No recuerdo bien la fecha en que me encontré con estas pinturas escondidas detrás «del Cóndor». Tengo la idea que fue en el otoño del 2017 una mañana que vagaba por ahí.

Tiempo después, revisando fotos, buscando otra cosa, volví a descubrir estas pinturas, que no eran graffitis ni esténciles. Y me volvieron a llamar la atención, porque me parecían obras hechas por la mano de un artista y porque, escondidas, sólo se podían apreciar si uno se internaba en la plazoleta del Rosedal y así, dando la vuelta, yendo sin rumbo, las veía detrás de la Columna al Libertador. Ahora ya no están más, desaparecieron bajo una inmaculada mano de pintura a la cal.

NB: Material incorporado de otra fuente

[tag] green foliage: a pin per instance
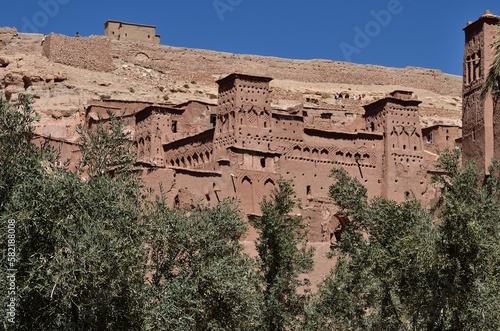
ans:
(401, 269)
(20, 159)
(283, 255)
(106, 148)
(79, 244)
(200, 279)
(80, 250)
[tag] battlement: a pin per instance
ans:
(118, 30)
(92, 53)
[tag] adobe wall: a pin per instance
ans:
(133, 32)
(438, 138)
(91, 53)
(200, 64)
(480, 121)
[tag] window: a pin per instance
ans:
(263, 162)
(429, 138)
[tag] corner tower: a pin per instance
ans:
(479, 130)
(403, 168)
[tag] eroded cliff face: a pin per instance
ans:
(159, 74)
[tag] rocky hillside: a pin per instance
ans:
(170, 74)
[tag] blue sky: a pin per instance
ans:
(395, 33)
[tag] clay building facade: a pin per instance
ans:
(117, 30)
(201, 153)
(440, 136)
(480, 118)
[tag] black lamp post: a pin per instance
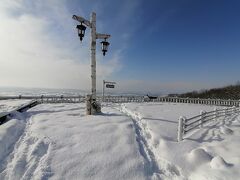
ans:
(81, 31)
(92, 105)
(105, 45)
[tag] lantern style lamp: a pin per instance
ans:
(105, 45)
(81, 31)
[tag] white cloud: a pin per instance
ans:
(39, 47)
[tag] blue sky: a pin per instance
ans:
(157, 46)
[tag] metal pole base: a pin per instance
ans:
(92, 106)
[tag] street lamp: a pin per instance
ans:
(109, 84)
(92, 105)
(105, 45)
(81, 31)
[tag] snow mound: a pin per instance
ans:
(9, 134)
(226, 130)
(199, 156)
(218, 163)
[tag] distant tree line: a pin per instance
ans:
(228, 92)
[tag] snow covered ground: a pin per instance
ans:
(9, 105)
(128, 141)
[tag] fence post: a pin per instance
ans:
(181, 122)
(215, 114)
(203, 114)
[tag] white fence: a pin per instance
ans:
(188, 124)
(125, 99)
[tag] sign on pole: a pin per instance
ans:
(110, 86)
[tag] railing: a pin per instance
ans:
(126, 99)
(186, 125)
(22, 108)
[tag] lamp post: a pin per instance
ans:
(109, 84)
(92, 106)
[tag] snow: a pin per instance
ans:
(10, 105)
(199, 155)
(60, 142)
(126, 141)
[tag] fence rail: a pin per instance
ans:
(188, 124)
(125, 99)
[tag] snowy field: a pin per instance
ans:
(128, 141)
(10, 105)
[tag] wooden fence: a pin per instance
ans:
(126, 99)
(188, 124)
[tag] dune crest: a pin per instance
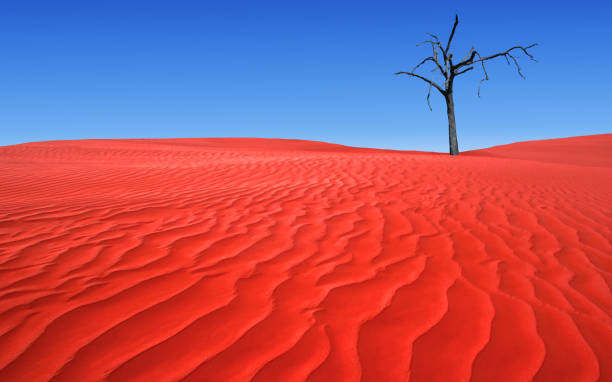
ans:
(261, 259)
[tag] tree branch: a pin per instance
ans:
(451, 36)
(435, 61)
(464, 70)
(505, 54)
(486, 77)
(430, 82)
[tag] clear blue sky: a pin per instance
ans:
(318, 70)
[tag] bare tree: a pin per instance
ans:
(443, 63)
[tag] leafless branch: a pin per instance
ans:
(450, 38)
(484, 70)
(505, 54)
(464, 70)
(435, 61)
(430, 82)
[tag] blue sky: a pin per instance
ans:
(318, 70)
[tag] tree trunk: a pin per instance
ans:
(452, 128)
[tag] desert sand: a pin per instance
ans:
(282, 260)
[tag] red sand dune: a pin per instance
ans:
(280, 260)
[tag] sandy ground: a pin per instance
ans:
(277, 260)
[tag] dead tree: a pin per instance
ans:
(443, 63)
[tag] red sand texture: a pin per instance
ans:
(279, 260)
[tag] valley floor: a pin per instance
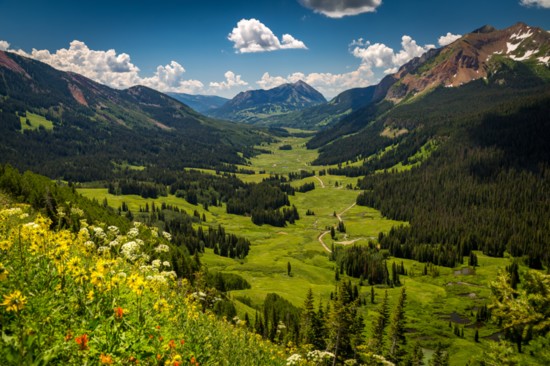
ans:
(438, 302)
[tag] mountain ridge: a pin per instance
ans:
(107, 128)
(252, 105)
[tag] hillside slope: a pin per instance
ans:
(67, 126)
(200, 103)
(253, 105)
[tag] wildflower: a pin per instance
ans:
(105, 359)
(119, 312)
(14, 301)
(161, 306)
(82, 342)
(162, 248)
(3, 272)
(69, 336)
(5, 244)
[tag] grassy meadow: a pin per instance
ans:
(435, 302)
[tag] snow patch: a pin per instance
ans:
(525, 56)
(511, 47)
(522, 36)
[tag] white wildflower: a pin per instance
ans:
(162, 248)
(133, 233)
(156, 263)
(113, 230)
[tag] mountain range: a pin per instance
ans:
(64, 125)
(520, 51)
(253, 105)
(200, 103)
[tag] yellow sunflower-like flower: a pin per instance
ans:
(3, 272)
(14, 301)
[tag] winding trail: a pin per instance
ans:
(320, 238)
(320, 181)
(338, 215)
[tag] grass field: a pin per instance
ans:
(35, 121)
(433, 302)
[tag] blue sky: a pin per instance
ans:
(223, 47)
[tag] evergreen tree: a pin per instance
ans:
(416, 358)
(379, 325)
(397, 330)
(440, 357)
(308, 320)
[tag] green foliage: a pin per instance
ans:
(523, 313)
(71, 298)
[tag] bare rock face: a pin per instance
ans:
(467, 59)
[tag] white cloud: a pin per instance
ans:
(372, 56)
(112, 69)
(448, 38)
(251, 35)
(538, 3)
(170, 78)
(341, 8)
(379, 55)
(4, 45)
(231, 81)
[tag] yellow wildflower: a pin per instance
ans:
(3, 272)
(161, 306)
(5, 244)
(14, 301)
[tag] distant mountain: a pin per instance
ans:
(200, 103)
(253, 105)
(477, 55)
(326, 114)
(64, 125)
(470, 75)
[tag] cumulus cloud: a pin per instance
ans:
(372, 56)
(231, 81)
(251, 35)
(4, 45)
(341, 8)
(537, 3)
(170, 78)
(112, 69)
(448, 38)
(381, 56)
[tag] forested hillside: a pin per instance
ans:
(66, 126)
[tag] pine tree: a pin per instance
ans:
(397, 330)
(416, 358)
(379, 326)
(341, 324)
(439, 358)
(307, 321)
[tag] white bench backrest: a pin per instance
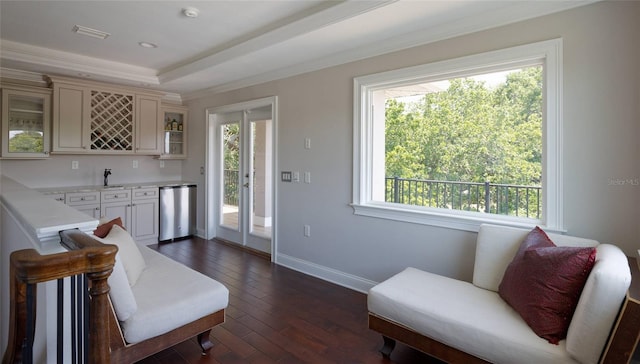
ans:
(497, 245)
(601, 297)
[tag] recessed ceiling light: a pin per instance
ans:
(79, 29)
(190, 12)
(147, 45)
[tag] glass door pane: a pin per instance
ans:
(26, 124)
(230, 216)
(261, 160)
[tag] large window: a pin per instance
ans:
(461, 142)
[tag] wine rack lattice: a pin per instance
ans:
(111, 121)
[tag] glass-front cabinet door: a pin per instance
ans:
(175, 132)
(25, 122)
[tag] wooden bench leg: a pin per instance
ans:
(205, 342)
(387, 347)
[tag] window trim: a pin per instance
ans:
(548, 53)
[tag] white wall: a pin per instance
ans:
(56, 171)
(601, 132)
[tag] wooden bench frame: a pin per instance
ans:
(619, 349)
(122, 352)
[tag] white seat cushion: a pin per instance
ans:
(170, 295)
(463, 316)
(120, 292)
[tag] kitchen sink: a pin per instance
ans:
(113, 187)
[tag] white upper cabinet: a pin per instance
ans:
(94, 118)
(25, 122)
(174, 135)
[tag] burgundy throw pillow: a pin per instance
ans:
(543, 283)
(103, 230)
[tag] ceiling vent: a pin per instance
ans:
(79, 29)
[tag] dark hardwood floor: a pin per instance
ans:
(278, 315)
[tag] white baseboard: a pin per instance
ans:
(325, 273)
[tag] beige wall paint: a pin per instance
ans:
(56, 171)
(601, 129)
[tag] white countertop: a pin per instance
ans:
(97, 188)
(40, 216)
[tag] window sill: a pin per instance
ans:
(452, 219)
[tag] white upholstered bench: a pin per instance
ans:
(468, 322)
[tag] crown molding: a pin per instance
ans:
(23, 76)
(74, 64)
(459, 27)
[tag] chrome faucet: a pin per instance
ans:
(107, 172)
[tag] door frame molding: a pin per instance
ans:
(213, 151)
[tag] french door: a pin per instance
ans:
(244, 140)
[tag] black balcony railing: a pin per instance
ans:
(501, 199)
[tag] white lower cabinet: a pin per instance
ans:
(138, 208)
(87, 202)
(144, 214)
(117, 204)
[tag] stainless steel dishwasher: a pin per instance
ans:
(177, 211)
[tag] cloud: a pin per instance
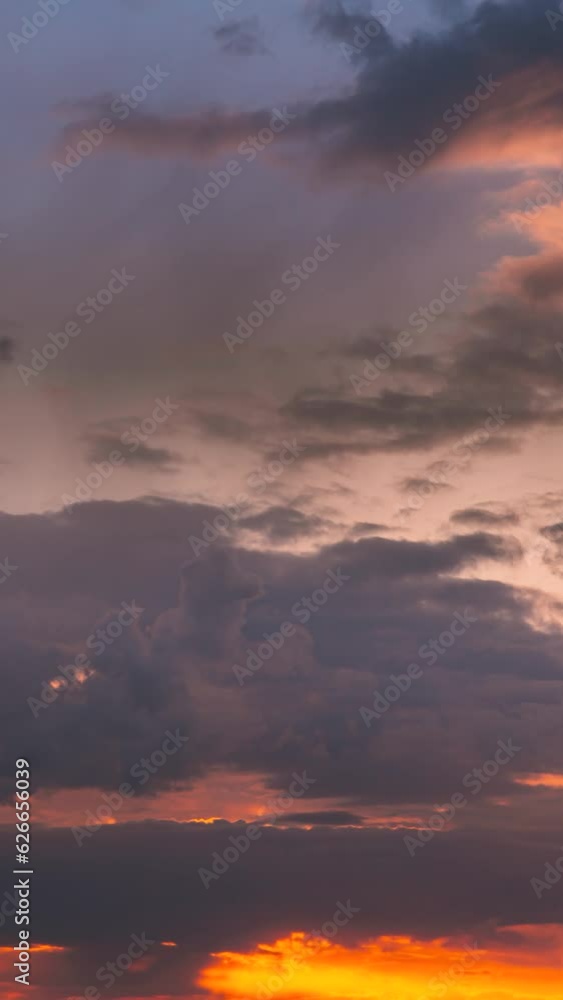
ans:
(174, 666)
(510, 45)
(281, 524)
(7, 349)
(100, 445)
(484, 517)
(241, 38)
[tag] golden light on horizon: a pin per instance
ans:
(542, 780)
(392, 967)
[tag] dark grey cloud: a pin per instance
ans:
(7, 349)
(483, 517)
(101, 445)
(281, 524)
(388, 109)
(242, 38)
(336, 817)
(174, 667)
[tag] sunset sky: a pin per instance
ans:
(281, 500)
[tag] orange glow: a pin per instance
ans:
(521, 964)
(540, 780)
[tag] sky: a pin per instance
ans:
(281, 512)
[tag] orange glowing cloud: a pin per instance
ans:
(521, 964)
(540, 780)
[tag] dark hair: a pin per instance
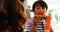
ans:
(41, 3)
(12, 9)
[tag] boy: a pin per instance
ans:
(40, 22)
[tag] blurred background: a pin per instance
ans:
(53, 8)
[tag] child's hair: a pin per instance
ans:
(41, 3)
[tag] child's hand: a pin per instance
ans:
(35, 20)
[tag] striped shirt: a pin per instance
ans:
(40, 27)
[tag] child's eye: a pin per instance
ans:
(38, 8)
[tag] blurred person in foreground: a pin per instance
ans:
(41, 22)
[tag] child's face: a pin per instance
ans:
(39, 10)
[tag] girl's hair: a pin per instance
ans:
(11, 9)
(41, 3)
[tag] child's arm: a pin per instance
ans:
(35, 22)
(51, 30)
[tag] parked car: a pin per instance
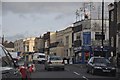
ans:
(100, 65)
(54, 62)
(8, 68)
(39, 58)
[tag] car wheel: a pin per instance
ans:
(63, 69)
(114, 74)
(92, 71)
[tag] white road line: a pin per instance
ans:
(85, 78)
(76, 73)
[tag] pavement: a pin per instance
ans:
(84, 66)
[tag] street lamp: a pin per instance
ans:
(102, 26)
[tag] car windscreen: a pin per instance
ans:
(55, 58)
(41, 56)
(101, 60)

En las fotografías que se conservan se distingue una firma; entonces le pregunto a Muzza –Franco Muzzachiodi– cuándo fue que las pintó. Muzza no recuerda con precisión. «Pero la historia –cuenta– es que a mí siempre me gustó el arte, y que como uno lo disfruta, también le gusta que otro lo disfrute, que lo vea. Entonces una noche estábamos con amigos, tomando algo, y dijimos de ir al Parque y me puse a pintar. Ya había visto ese lugar, porque cuando ando caminando, uno ve y dice “qué buena esta pared para hacerle algo”. Entonces, como ahí es tranquilo, desde la calle no se ve para ahí atrás, pasé una noche con amigos pintando. Lo empecé esa noche, y después fui otra solo y lo terminé».

 

 

Olas. La pintura del Este encuadraba en el marco perfecto que deja la mampostería en la base del Cóndor. Era un paisaje de río, de agua, donde un ovni flota sobre olas que se elevan hacia un cielo en donde vuelan peces. Muzza cuenta que pintó el mural así porque encajaba como en un cuadro, pero que no todo lo que había allí era de él. «Cuando paso con el tiempo para mirar, veo que abajo habían escrito con aerosol (en color rojo) “we share the same soul” (Compartimos la misma alma). Eso no es mío, yo fui a pintar con pinceles y pintura negra. Cuando vi eso pensé que alguien, algún artista, vio el mural y se sintió identificado, le gustó la estética, qué se yo; dejó eso, como alguien que comparte la misma onda».

 

¿Pensás el dibujo antes de hacerlo?

Mi forma de trabajar es a partir de un disparador; una mancha, unas líneas, unas curvas. Empiezo a trabajar desde ahí; sale. Pero no es que lo tenía pensado.

 

 

Los otros dibujos son de «otra onda». Un mandala y otros dos de «algo que no tienen forma, son como abstractos», admite. «Es como un delirio; ninguna pintura tiene que ver con la otra, son tres flashes diferentes. Tienen que ver con la manera que trabajo. No hago siempre lo mismo, me va surgiendo. Esto me pasa con los murales. Porque yo trabajo con los tatuajes y generalmente siempre se trabaja con algo específico. Porque se trabaja con un cliente, y se trabaja en una dirección, a pedido». Entonces, de la piel a los muros, está la distancia. «Yo tomo las paredes y las cosas que hago en la calle como lo opuesto. Algo que es totalmente libre, sin ningún tipo de norma. Lo hago para distenderme de esa tensión del tatuaje».

 

Ventura.  En Paraná ya es entrada la tarde y en Simi Valley, California, es un poco más del mediodía. Desde ese pueblo que tiene una quietud como la de Crespo, a unos 30 kilómetros de Los Ángeles, Muzza cuenta en su descanso cómo se le dio por pintar. Muzza es de Paraná, y aquí empezó con lo que sabe. Pasó por Artes Visuales, talleres de dibujo, serigrafía y así fue pintando por la ciudad. Pintar murales lo llevó a un local de tatuajes, y ese mismo pulso a mano alzada a retocar estampas de sus amigos y luego a hacer trabajos con pedidos específicos. Así arrancó hace unos diez años, a tatuar y a vagar, en un viaje que lo transportó a la costa oeste de los Estados Unidos.

 

 

En cuestión de estilo, ese es otro viaje. Explica que va encontrándolo con obras en el mismo momento creativo, en las tramas, líneas finas, patrones geométricos, y en el blanco y negro. «Mi tira lo que me genera es un desafío. Ahora son líneas extremadamente finas, todas seguidas, o un mandala, en donde uno incorpora un detalle y lo tienen que repetir, no sé, 19 veces igual, para que tenga todo sentido».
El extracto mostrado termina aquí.